0

So I'm currently in the middle of developing a program that parses through any XML file and returns data from it in the exact order it's in. The problem I have however is that the program must be able to handle different XML files (i.e. having different elements, different structure etc). I've been able to do this using DOM as I can just make a recursive method that loops through the tree and returns the values of the nodes, but it's not the most efficient way given the size of my XML files. So instead I'm interested in using SAX Parser, however as I'm sure you're aware of, it not as easy to use as it doesn't generate a data structure in which the information can be contained in. It may seem like a silly question (only recently learned programming), but does anyone have any examples or suggestions as to how I can go about overcoming this?
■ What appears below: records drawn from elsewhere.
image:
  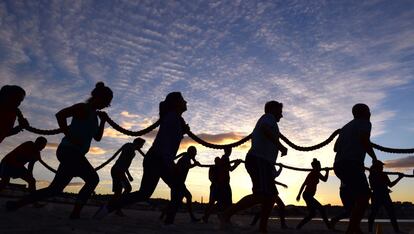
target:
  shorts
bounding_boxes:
[334,161,370,197]
[0,162,30,179]
[245,153,277,196]
[111,167,130,192]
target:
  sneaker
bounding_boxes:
[93,205,109,220]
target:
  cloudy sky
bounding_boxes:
[1,0,414,205]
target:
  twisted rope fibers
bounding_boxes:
[18,112,414,174]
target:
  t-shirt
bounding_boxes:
[2,141,40,167]
[176,154,191,182]
[369,171,391,194]
[248,113,279,163]
[334,119,372,164]
[216,156,231,185]
[60,104,98,154]
[151,112,184,163]
[113,143,136,171]
[304,171,320,196]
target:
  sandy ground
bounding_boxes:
[1,198,414,234]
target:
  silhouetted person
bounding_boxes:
[330,182,354,229]
[160,146,200,222]
[202,149,242,223]
[202,156,220,223]
[95,92,189,225]
[296,159,331,230]
[0,137,47,192]
[219,101,288,233]
[368,160,403,233]
[333,103,377,234]
[250,166,288,229]
[0,85,29,144]
[111,137,145,217]
[6,82,113,219]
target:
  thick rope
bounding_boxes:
[105,115,160,136]
[279,129,341,152]
[22,112,160,136]
[25,126,62,135]
[39,149,123,173]
[186,131,251,149]
[196,159,241,168]
[39,146,148,174]
[371,143,414,154]
[276,163,333,172]
[20,107,414,154]
[38,158,57,173]
[94,148,123,171]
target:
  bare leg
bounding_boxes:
[274,196,287,228]
[346,194,369,234]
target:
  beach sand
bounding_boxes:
[1,198,413,233]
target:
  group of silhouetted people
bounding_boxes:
[0,83,407,233]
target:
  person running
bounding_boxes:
[6,82,113,219]
[368,160,403,233]
[111,137,145,217]
[250,166,288,229]
[333,103,378,234]
[202,149,242,223]
[159,146,200,222]
[95,92,189,225]
[0,85,29,144]
[0,137,47,192]
[296,158,331,230]
[202,156,220,223]
[219,100,288,233]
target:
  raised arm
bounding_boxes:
[55,103,83,140]
[94,111,108,141]
[319,169,329,182]
[174,152,187,160]
[8,109,28,136]
[230,159,242,171]
[190,160,201,168]
[296,180,306,201]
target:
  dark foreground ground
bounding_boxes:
[1,197,413,234]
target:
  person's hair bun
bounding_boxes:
[96,82,105,88]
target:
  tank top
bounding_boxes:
[60,104,98,155]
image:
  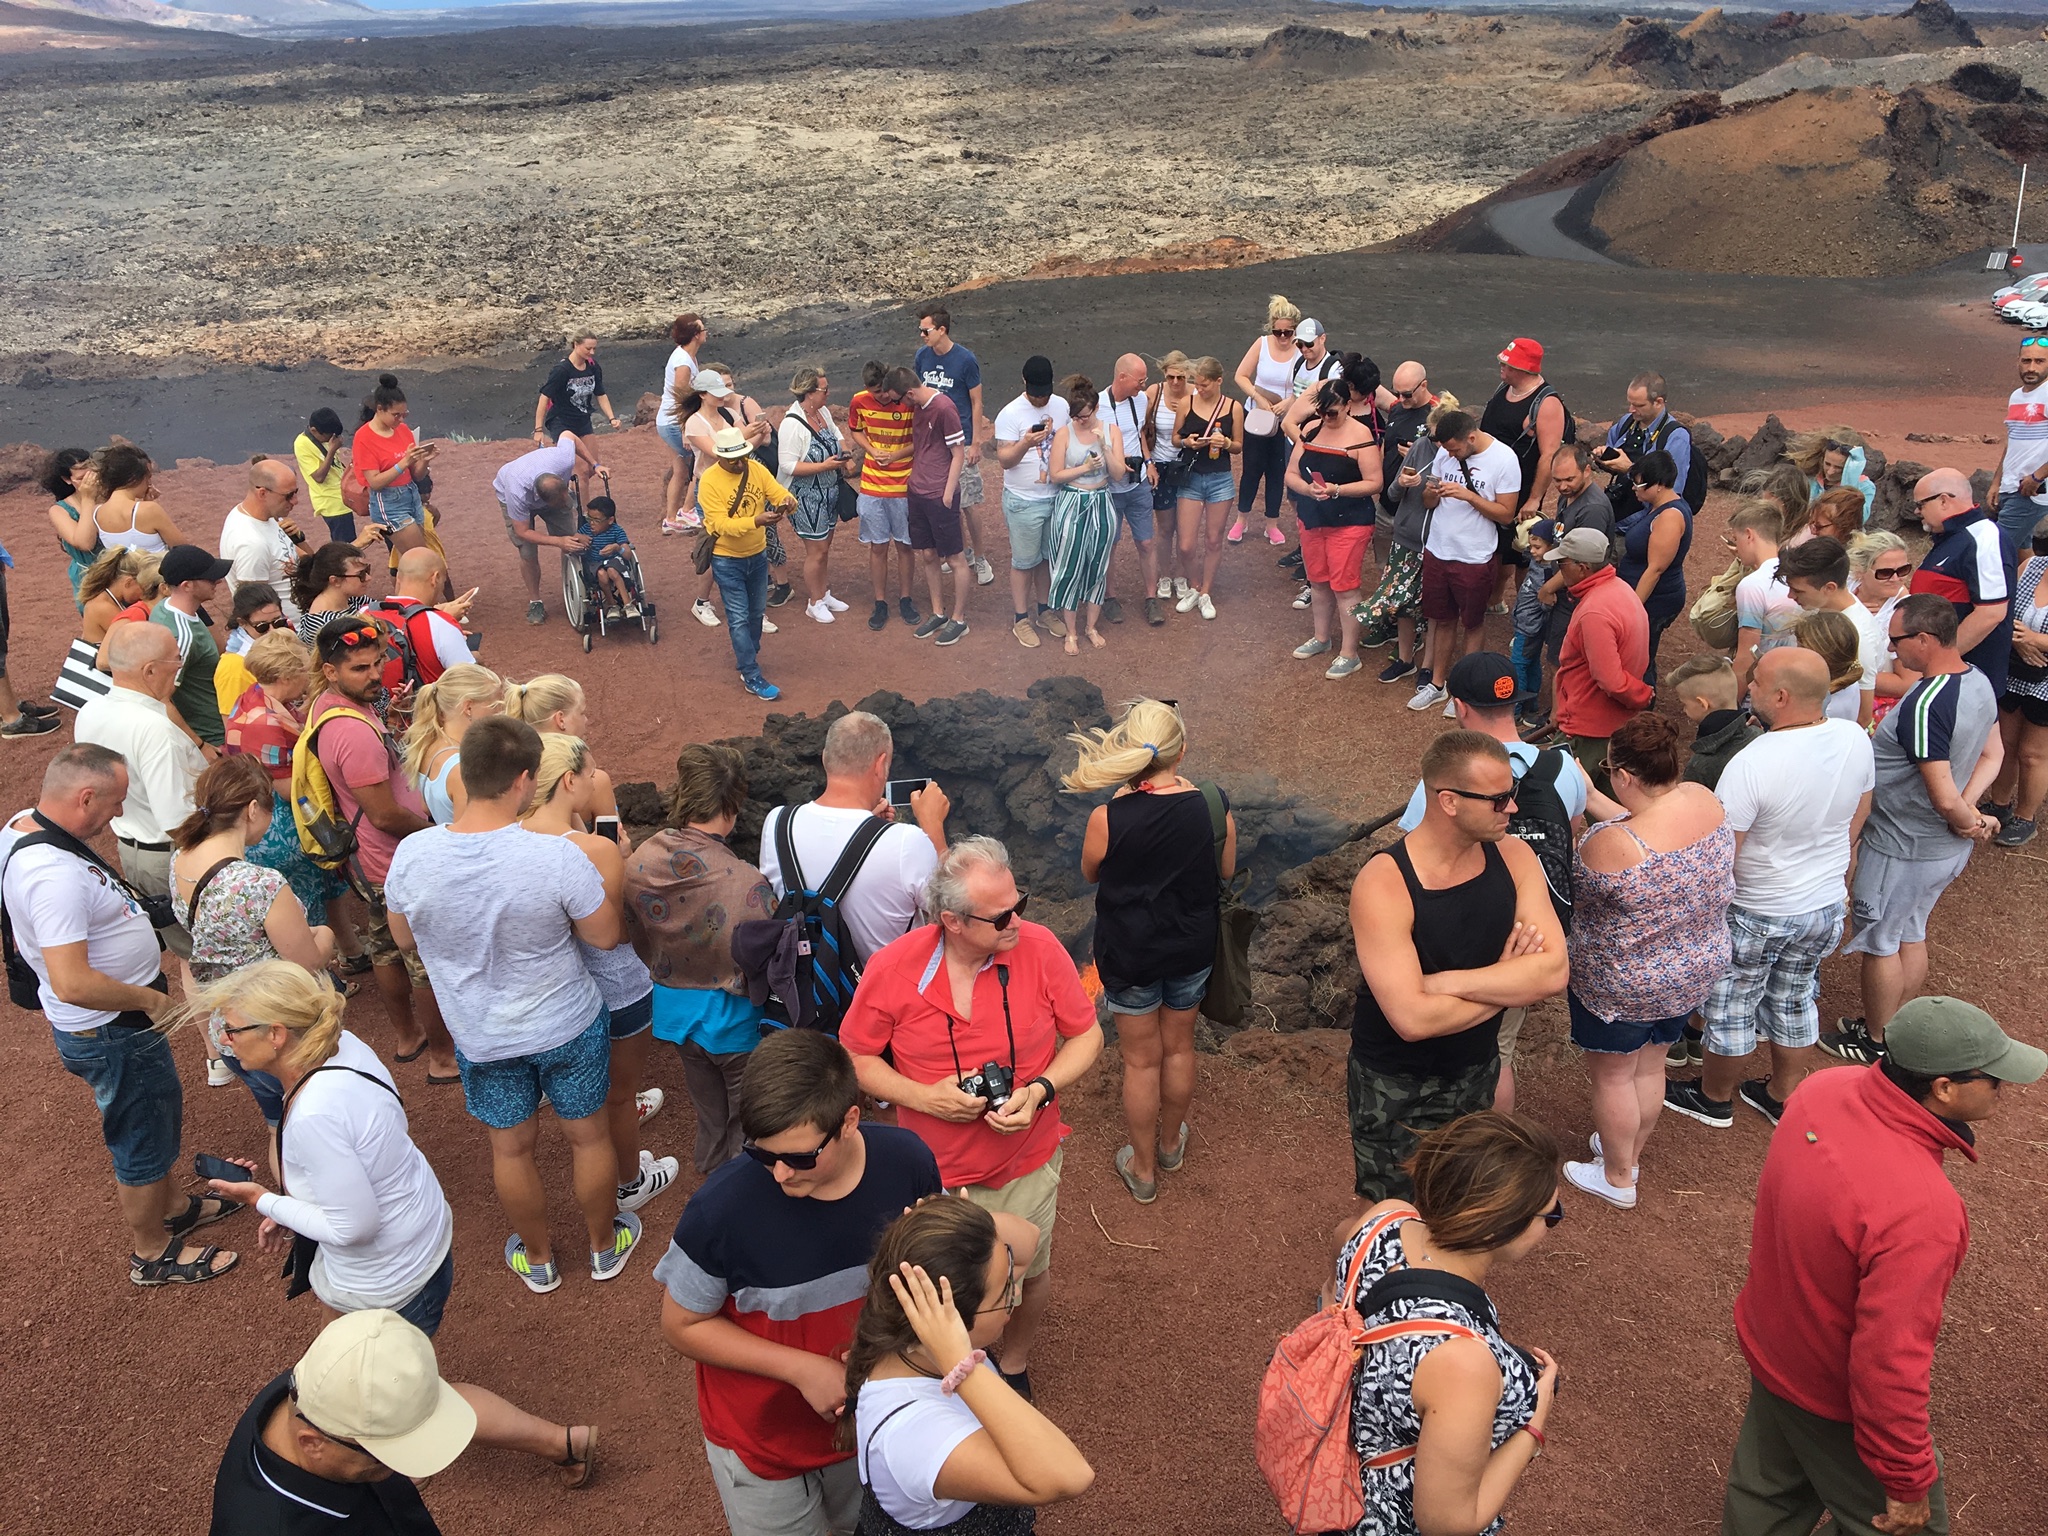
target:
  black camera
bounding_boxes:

Also having a look at StAX which seems to be the better way of going!

Thanks

user2062207
  • 955
  • 4
  • 18
  • 34
  • when you are trying to parse a large file SAX is not a good parser to use , look for some other parsers – thar45 Oct 28 '14 at 15:12
  • Yeah I'm currently looking at StAX atm, but I just don't know hwo I'm going to be able to recall all elements and their values in order without a predefined data structure – user2062207 Oct 28 '14 at 15:13
  • 3
    SAX provides you with data from an XML file on the fly and expects you to do something with it. It just parses a file and issues a callback for any interesting syntax objects it finds, such as start tags, end tags or character data. Since you don't seem to care about structure, this should be perfect for your use case. So your DOM recursion is already implemented in a SAX parser, you just need to react when you find something of interest. – predi Oct 28 '14 at 15:13
  • 3
    StAX is a pull parser, where you control how to proceed the parse. For example, you say: "Oh.. This XML element is useless, simply skip it entirely", while with a SAX parser, you cannot choose this flow. A SAX parser IS suited for large files. – predi Oct 28 '14 at 15:17
  • Hmm what if I wanted to create a program in which you can specify what information you want to retrieve back from an xml? Like at first I want it to specify all the elements that exists and then you specify what information you want to retrieve back, would that be best done in SAX or StAX? – user2062207 Oct 28 '14 at 16:00
  • 2
    Very hard to give advice since you haven't given any clues as to what your program actually does, and that does rather affect things. If you're not an experienced programmer then StAX is probably going to be easier to use than SAX because it puts you in control and programmers always like to be in control. – Michael Kay Oct 28 '14 at 16:37
  • To be honest I don't know exactly what I want the program to do either just yet but StAX does seem like hte better option. Thank you – user2062207 Oct 28 '14 at 17:23

0 Answers0